Andy Gavin é um renomado profissional da indústria de games, cofundador da Naughty Dog e um dos criadores da famosa franquia Crash Bandicoot. Embora não tenha trabalhado diretamente no remake chamado Crash Bandicoot N. Sane Trilogy, ele compartilhou suas opiniões sobre o projeto em suas redes sociais.

Para Gavin, o remake trouxe um visual impressionante, respeitando a essência do original. No entanto, ele destacou um erro crítico: a execução do salto do personagem. Ele comentou que, na sua perspectiva, o remake foi quase perfeito, com uma ressalva importante.

Na época do lançamento do primeiro jogo, os controles do PlayStation eram digitais, ou seja, os botões tinham apenas dois estados: pressionado ou não. A equipe da Naughty Dog, ciente dessa limitação, desenvolveu uma solução inteligente para permitir saltos de diferentes alturas. Isso era possível porque o jogo conseguia medir o tempo em que o botão de salto era mantido pressionado, mesmo durante os primeiros milissegundos da animação.

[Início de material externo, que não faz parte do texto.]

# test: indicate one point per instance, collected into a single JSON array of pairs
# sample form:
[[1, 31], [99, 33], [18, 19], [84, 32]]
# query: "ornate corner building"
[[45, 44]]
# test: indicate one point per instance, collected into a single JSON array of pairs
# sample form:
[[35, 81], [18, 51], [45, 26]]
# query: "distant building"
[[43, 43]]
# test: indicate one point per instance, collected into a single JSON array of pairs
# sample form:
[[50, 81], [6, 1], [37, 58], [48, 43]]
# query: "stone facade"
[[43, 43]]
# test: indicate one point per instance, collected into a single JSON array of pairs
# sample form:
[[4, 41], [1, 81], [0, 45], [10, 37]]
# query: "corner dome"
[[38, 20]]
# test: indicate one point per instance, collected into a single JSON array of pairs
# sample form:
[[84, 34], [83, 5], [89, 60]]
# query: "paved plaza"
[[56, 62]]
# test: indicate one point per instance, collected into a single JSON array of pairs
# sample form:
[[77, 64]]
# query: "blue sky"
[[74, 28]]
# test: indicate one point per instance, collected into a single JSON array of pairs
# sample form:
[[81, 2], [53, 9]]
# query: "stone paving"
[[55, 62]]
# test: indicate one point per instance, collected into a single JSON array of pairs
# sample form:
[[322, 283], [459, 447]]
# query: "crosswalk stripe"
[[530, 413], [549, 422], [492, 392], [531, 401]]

Esse sistema de resposta permitia ajustar a altura e a duração do salto em tempo real, em uma janela de 30 a 60 milissegundos, um detalhe essencial para a precisão da jogabilidade.

No entanto, segundo Gavin, esse funcionamento foi ignorado no remake. Como resultado, os pulos passaram a ter uma altura máxima fixa, o que prejudicou a precisão dos controles e tornou a movimentação do personagem mais “flutuante”. Gavin mencionou que os desenvolvedores do remake podem não ter percebido a importância desse sistema ou optaram por simplificá-lo, revertendo para pulos fixos. Isso levou a um problema em que o personagem não conseguia alcançar várias plataformas. Para resolver isso, todos os pulos foram ajustados para a altura máxima.

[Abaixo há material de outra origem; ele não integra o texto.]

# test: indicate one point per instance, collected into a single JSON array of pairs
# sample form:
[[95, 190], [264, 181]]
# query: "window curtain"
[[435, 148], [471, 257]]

Dessa forma, cada salto no remake se tornou grande e impreciso, o que afetou a mecânica de movimentação que, para Gavin, é fundamental. Ele apontou que os pequenos detalhes de tempo e sensação são mais importantes do que muitos podem imaginar, ressaltando que, apesar de estar rodando em um hardware muito mais avançado, o novo jogo não conseguiu capturar a precisão do original de 1996.

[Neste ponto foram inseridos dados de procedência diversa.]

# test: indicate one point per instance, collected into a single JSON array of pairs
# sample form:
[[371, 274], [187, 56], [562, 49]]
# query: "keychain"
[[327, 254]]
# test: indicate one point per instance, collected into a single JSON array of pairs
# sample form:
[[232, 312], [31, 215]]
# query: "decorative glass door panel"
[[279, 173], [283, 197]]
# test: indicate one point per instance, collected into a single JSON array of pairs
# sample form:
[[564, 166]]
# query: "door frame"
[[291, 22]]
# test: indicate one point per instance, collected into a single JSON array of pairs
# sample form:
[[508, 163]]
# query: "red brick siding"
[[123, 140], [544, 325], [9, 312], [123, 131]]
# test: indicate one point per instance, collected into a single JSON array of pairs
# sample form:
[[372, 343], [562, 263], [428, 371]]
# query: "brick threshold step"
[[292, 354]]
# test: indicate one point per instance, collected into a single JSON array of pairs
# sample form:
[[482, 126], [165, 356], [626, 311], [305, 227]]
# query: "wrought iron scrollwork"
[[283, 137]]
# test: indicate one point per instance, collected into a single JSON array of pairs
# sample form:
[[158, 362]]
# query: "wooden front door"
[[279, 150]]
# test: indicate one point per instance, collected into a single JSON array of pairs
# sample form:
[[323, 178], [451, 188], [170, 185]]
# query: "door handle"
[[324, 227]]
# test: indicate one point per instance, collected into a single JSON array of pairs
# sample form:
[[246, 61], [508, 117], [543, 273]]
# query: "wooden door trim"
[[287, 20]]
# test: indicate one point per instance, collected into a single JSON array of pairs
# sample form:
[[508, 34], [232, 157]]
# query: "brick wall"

Além de suas observações sobre a jogabilidade, Gavin também falou sobre as adaptações do personagem Crash Bandicoot para o público japonês na época do lançamento. Para agradar o mercado local, foram feitas alterações nos sons e na dublagem do personagem, que ganhou uma voz diferente, mais alinhada com os gostos do Japão, o que acabou sendo um sucesso.

Com essas considerações, Gavin mostra como cada aspecto do design de jogos antigos pode influenciar a experiência do jogador, destacando a importância da atenção aos detalhes na criação e atualização de jogos clássicos.